Table Of Contents  The TCP/IP Guide
 TCP/IP Application Layer Protocols, Services and Applications (OSI Layers 5, 6 and 7)
      TCP/IP Key Applications and Application Protocols
           TCP/IP File and Message Transfer Applications and Protocols (FTP, TFTP, Electronic Mail, USENET, HTTP/WWW, Gopher)
                TCP/IP World Wide Web (WWW, "The Web") and the Hypertext Transfer Protocol (HTTP)
                     TCP/IP Hypertext Transfer Protocol (HTTP)
                          HTTP Entities, Transfers, Coding Methods and Content Management

HTTP Data Length Issues, "Chunked" Transfers and Message Trailers
Two different levels of encodings are used in HTTP: content encodings, which are applied to HTTP entities, and transfer encodings, which are used over entire HTTP messages. Content encodings are used for convenience to package entities for transmission, where transfer encodings are hop-specific, and are intended for use in situations where data needs to be made “safe” for transfer.

However, we’ve already seen in the previous topic that HTTP can transport arbitrary binary data, so unlike the situation where MIME had to make binary data “safe” for RFC 822, this is not an issue. Therefore, why are transport encodings needed at all? In theory they are not, and HTTP/1.0 did not even have a Transfer-Encoding header (though it did use content encodings). The concept of transfer encoding became important in HTTP/1.1 due to another key feature of that version of HTTP: persistent connections.

Recall that HTTP uses the Transmission Control Protocol (TCP) for connections. One of the key characteristics of TCP is that it transmits all data as a stream of unstructured bytes. TCP itself does not provide any way of differentiating between the end of one piece of data and the start of the next; this is left up to each application.

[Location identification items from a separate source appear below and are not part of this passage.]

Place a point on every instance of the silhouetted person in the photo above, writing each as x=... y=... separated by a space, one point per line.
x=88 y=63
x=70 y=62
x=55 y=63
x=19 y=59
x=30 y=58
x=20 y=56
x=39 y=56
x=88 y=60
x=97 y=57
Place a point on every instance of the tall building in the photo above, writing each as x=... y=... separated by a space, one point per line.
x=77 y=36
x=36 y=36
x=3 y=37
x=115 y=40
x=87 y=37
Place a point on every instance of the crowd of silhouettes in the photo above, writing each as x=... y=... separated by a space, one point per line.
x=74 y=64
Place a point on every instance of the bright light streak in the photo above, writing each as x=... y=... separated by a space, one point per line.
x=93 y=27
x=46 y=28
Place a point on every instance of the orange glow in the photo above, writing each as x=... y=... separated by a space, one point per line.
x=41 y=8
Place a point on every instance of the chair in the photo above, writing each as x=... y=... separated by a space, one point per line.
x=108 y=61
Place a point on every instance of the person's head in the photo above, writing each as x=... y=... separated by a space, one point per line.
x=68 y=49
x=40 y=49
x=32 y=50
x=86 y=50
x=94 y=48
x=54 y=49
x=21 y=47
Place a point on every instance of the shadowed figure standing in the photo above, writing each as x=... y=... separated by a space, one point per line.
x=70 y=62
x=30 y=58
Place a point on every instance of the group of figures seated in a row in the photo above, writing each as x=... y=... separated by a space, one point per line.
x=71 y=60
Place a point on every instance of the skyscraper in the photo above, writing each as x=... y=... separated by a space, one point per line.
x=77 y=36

In HTTP/1.0 (and HTTP/0.9) this was not a problem, because those versions used only transitory connections. Each HTTP session consisted of only one request and one response; since client and server only each sent one piece of data, there was no need to worry about differentiating HTTP messages on a connection. HTTP/1.1’s persistent connections improve performance by letting devices send requests and responses one after the other over a single TCP connection. However, the fact that messages are sent in sequence makes differentiating them a concern.

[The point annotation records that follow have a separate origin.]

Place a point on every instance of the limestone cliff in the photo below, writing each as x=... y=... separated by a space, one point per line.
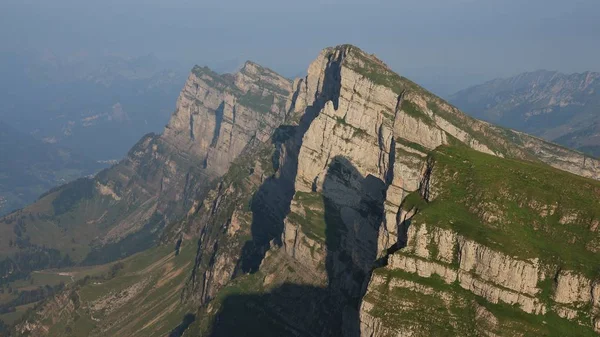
x=124 y=209
x=316 y=228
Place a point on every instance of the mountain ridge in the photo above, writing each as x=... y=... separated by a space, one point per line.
x=552 y=105
x=292 y=238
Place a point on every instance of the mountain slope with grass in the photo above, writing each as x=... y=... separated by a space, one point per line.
x=374 y=208
x=29 y=167
x=125 y=209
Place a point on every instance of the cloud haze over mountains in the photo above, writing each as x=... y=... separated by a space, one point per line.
x=447 y=44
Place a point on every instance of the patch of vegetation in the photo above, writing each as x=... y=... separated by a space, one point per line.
x=403 y=307
x=71 y=194
x=412 y=145
x=378 y=73
x=257 y=102
x=414 y=111
x=414 y=201
x=515 y=207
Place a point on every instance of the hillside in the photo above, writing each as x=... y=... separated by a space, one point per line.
x=558 y=107
x=124 y=209
x=309 y=229
x=98 y=105
x=29 y=167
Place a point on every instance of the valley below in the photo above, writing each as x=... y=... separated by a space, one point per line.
x=348 y=202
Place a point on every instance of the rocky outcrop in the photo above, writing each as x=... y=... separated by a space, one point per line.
x=124 y=209
x=315 y=225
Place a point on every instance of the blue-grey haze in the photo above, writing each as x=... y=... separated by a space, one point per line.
x=443 y=44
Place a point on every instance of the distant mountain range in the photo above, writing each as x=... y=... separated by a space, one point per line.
x=563 y=108
x=348 y=202
x=29 y=167
x=98 y=105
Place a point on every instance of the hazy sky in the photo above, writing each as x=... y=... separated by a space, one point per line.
x=443 y=44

Using The Content-Length Header

There are two usual approaches to dealing with this sort of data length issue: either using an explicit delimiter to mark the end of the message, or including a length header or field to tell the recipient how long each message is. The first approach could not really have been done easily while maintaining compatibility with older versions of the protocol. This left the second approach; since HTTP already had a Content-Length entity header, the solution was to use this to indicate the length of each message at transmission time.

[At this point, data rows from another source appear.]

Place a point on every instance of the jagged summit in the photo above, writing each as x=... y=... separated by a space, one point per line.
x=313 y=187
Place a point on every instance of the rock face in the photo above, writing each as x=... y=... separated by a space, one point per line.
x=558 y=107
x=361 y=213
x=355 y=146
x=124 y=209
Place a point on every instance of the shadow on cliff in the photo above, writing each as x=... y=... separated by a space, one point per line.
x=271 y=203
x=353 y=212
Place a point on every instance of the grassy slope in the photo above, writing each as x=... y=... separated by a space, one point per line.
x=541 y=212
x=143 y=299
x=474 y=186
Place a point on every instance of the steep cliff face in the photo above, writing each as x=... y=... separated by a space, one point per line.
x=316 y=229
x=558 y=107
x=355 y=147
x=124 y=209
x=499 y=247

This method works fine in cases where the size of the entity to be transferred is known in advance, such as when a static file such as a text document, image or executable program needs to be transmitted. However, there are many types of resources that are generated dynamically; the total size of such a resource is not known until it has been completely processed. While not typical in HTTP’s early days, these account for a large percentage of World Wide Web traffic today.

Many Web pages are often not static HTML files, but rather are created as output from scripts or programs based on user input; discussion forums would be a good example. Even HTML files today are often not static. They usually contain program elements such as server-side includes (SSIs) that cause code to be generated on-the-fly, so their exact size is cannot be determined in advance.